R.I.P. author and civil rights activist Maya Angelou (UPDATED)
Author, poet, civil rights activist, and educator Maya Angelou has died at the age of 86. A literary giant for more than 45 years, Angelou was a trailblazer from the age of 16, when she became the first black female streetcar conductor in San Francisco. Born Marguerite Ann Johnson in St. Louis, Missouri, she began using the name Maya Angelou professionally in the 1950s as “Maya” was a childhood nickname given to her by her brother, and “Angelou” was a variation on the last name of her first husband, Tosh Angelos. In the 1950s and early ’60s, Angelou made her living as a dancer, actress, playwright, and freelance writer, even releasing an album of calypso music in 1957 and performing in a 1961 production of Jean Genet’s The Blacks with James Earl Jones, Roscoe Lee Brown, and Cicely Tyson.
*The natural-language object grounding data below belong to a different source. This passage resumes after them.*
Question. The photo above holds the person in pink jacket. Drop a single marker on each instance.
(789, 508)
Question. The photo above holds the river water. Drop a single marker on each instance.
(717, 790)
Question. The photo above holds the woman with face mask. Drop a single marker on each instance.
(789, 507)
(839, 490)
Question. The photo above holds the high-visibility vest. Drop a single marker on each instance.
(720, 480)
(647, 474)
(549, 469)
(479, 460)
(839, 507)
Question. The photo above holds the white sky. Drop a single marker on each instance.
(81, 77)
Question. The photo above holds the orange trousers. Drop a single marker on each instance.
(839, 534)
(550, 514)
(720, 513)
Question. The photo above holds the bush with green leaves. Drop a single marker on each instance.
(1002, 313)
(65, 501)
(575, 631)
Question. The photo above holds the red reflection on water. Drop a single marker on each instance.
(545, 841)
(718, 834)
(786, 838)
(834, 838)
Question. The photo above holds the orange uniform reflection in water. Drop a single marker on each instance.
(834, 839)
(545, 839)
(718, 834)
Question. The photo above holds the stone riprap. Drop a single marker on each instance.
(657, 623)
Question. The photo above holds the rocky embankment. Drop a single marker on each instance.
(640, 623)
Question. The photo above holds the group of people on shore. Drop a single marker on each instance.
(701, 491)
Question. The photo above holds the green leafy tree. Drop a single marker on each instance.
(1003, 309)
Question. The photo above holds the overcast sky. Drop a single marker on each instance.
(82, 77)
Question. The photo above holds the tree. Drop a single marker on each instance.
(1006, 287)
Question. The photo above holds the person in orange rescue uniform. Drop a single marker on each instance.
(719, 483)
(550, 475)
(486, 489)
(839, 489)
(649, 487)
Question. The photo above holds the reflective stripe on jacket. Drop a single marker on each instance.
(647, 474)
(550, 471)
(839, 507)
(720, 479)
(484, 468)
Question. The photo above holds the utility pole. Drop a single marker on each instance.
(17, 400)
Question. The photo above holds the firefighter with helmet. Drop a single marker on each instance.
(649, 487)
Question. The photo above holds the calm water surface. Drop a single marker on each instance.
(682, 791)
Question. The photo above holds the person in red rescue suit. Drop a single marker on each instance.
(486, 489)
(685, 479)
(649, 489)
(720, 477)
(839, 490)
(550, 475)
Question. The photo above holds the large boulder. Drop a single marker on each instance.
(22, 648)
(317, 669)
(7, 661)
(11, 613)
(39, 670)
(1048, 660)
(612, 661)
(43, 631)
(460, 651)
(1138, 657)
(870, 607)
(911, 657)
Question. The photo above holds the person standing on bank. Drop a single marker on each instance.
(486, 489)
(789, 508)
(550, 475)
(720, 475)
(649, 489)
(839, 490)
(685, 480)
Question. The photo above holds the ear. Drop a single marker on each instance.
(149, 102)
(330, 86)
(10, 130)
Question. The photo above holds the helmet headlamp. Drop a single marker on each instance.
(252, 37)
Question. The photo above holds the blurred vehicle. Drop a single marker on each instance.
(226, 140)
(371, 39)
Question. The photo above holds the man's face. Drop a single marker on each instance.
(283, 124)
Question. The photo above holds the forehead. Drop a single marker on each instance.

In 1962, Angelou moved to Ghana, where she befriended Malcolm X. She returned to the U.S. in early 1965 to help him build his new civil rights organization, the Organization Of Afro-American Unity (OAAU), a project that collapsed following his death that year. This wouldn’t be the first time tragedy would stymie Angelou’s plans for civil rights work, as she was helping plan a march for Dr. Martin Luther King Jr. when he was assassinated on April 4, 1968—also the date of Angelou’s 40th birthday. Despondent following King’s death, Angelou poured her energy into her writing. One of the products of this period was her most well-known book, 1969’s I Know Why The Caged Bird Sings, a memoir that covers Angelou’s through age 16—including her childhood spent shuffling between Stamps, Arkansas, and St. Louis, Missouri, and her traumatic rape by her mother’s boyfriend when she was 8 years old.
The book gaining international acclaim following its publication, was nominated for a National Book Award, and set a record for longest appearance on the New York Times’ paperback non-fiction bestseller list. Following The Caged Bird’s success, Angelou launched an incredibly prolific period for herself as a writer; she authored seven autobiographies, dozens of volumes of poetry, three books of essays, six plays, several film and television scripts, eight children’s books, and two cookbooks. But Maya Angelou also considered herself an educator. She accepted several guest professorships before she was granted the lifetime Reynolds Professorship of American Studies at Wake Forest University, a post she held for more than 30 years.
Maya Angelou earned several distinctions in the realm of civil rights activism, scholarship, and arts advocacy. She was the first poet since Robert Frost in 1961 to be asked to write an inaugural poem for a U.S. president—“On The Pulse Of Morning” for President Bill Clinton’s inauguration in 1993—and her work appeared across several forms of media throughout the rest of her life. She wrote all the poems attributed to the Justice character in John Singleton’s 1993 film, Poetic Justice, and has the distinction of being one of the first African American women to direct a major motion picture, 1996’s Down In The Delta.
Maya Angelou’s awards and accolades are far too numerous to name in full, but they include the aforementioned National Book Award nomination; a Pulitzer Prize nomination for her book of poetry Just Give Me A Cool Drink Of Water ‘Fore I Diiie; a Tony Award nomination for her role in the 1973 play Look Away, three Grammys for her spoken-word albums; service on two presidential committees, the National Medal Of Arts in 2000; the Lincoln Medal in 2008; and the Presidential Medal Of Freedom in 2011. Her personal papers are available for study at personal papers at the Schomburg Center For Research In Black Culture in Harlem. Angelou was the quintessential “phenomenal woman,” a literary, lyrical, and cultural giant in the American narrative, and her legacy extends beyond the “black experience.”